Als ich 1954, an meiner Dissertation über eine expressionistische Zeitschrift arbeitend, deren noch lebende Autoren zu einigen sachlichen Problemen befragte, erhielt ich aus London Post von Kurt Hiller, die ich in ihrem Inhalt wie in der Form als sehr ungewöhnlich empfand: sich scharf abgrenzend, unversöhnlich polemisch und in einem satirischen sprachlichen Gestus von der Art „vogesenbluboal“ und „Schickele-Cliquele“ schrieb er über seine damaligen Mitautoren. Ich konnte seinerzeit nicht viel damit anfangen. Und auch anderen mag es so ergangen sein, wenn der ihm zeitweilig sehr nahe stehende Vf. des vorliegenden Buches bestätigt, dass Hiller nach seiner Rückkehr aus dem Exil 1955 nicht mehr „mit derselben Effektivität“ (S. 115) wirksam geworden sei, wie das in den ersten Jahrzehnten des 20. Jh. der Faß gewesen war.
Dem frühen Kurt Hiller, dem Vordenker und Wegbereiter des Expressionismus und Aktivismus, dem entschiedenen Pazifisten der Zwanziger Jahre gilt deshalb zunächst die Aufmerksamkeit in den hier versammelten Untersuchungen, Vortragstexten und Zeitungsartikeln. Als Gründer des „Neuen Clubs“ 1909, Initiator des „Neopathetischen Cabarets“ und, bald danach, des Kabaretts „Gnu“ bewegte er sich im Zentrum der Berliner literarischen Moderne. Der nimmermüde Handelnde und geistige Inspirator, Herausgeber und Zeitschriftengründer verfocht und repräsentierte jenen politisierten, aktivistischen Flügel des Expressionismus, dessen voluntaristische, „willenschaftliche“, auf eine „Geistesaristokratie“ orientierte Komponente ihn bald ins Leere laufen ließ. Hillers Stil in seinen Abhandlungen, seiner Kurzprosa, seinen pamphletistischen und aphoristischen Einwürfen, auch lyrischen Versuchen entsprach dieser intensiven Gerichtetheit, die mit sprachlicher Skurilität verknüpfte satirische Schärfe ließ sein rigoroses Streben nach eindeutiger Klärung und Abgrenzung als Kennzeichen seiner Persönlichkeit deutlich hervortreten. Auch der Rechtstheoretiker Hitler, früher Vorkämpfer für eine Reform des Strafrechts, besonders des Sexualstrafrechts, wird von B. vorgestellt. Umfangreicher als angebracht, wenngleich sehr aufschlußreich, ist das konfliktvolle Verhältnis zu Karl Kraus hier einbezogen. Kurt Hiilers Wirken als „Weltbühnen-Autor“ und in der pazifistischen Bewegung der Weimarer Republik, unter anderem als Leiter der Gruppe Revolutionärer Pazifisten, kommt hingegen etwas kurz weg.

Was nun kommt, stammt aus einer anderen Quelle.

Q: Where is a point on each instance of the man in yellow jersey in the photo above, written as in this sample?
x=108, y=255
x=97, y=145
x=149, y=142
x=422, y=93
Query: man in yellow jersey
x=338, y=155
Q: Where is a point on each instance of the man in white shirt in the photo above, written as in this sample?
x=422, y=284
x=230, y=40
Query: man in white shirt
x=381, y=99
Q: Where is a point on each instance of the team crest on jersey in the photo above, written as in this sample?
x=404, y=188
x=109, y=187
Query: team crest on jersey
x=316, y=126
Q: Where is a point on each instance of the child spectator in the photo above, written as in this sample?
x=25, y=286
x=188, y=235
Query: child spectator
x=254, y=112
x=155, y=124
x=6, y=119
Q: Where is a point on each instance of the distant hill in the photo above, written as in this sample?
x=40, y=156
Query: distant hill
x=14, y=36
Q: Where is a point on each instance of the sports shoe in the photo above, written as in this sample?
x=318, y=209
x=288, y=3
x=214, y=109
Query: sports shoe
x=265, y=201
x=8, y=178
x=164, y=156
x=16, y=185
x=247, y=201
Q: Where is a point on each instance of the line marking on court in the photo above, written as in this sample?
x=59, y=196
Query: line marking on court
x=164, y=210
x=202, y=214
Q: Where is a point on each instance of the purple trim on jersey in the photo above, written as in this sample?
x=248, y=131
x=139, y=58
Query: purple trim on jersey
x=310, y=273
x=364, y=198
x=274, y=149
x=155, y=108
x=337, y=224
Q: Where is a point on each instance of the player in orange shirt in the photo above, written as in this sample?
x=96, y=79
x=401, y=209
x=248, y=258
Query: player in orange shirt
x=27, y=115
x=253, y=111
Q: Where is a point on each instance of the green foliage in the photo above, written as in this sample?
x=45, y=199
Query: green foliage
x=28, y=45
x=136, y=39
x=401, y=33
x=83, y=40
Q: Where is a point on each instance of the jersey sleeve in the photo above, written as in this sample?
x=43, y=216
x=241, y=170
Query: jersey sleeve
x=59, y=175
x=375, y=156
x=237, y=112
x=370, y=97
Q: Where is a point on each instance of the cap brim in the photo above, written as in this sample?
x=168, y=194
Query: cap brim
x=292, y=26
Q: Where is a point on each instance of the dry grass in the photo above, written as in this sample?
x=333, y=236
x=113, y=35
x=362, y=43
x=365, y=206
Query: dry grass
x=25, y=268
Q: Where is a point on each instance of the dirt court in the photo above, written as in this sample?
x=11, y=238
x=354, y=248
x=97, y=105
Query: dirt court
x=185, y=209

Den Nazis war Hiller wegen dieser Aktivitäten und natürlich auch als Jude einer der bestgehassten Intellektuellen. Viermal wurde er 1933/34 verhaftet und misshandelt und nur infolge von glücklichen Umständen, die hier resümiert sind, jeweils wieder entlassen. Im Oktober 1934 entkam er nach Prag, wo er bis 1938 lebte, danach bot ihm London bis 1955 Exil. Obwohl ihm die Einigung der Linken stets ein besonderes Anliegen war und er Heinrich Mann verehrte, ist er in die Bemühungen um eine antifaschistische Volksfront offenbar nicht sonderlich involviert gewesen. Ein Mann für Bündnisse war Hiller nicht.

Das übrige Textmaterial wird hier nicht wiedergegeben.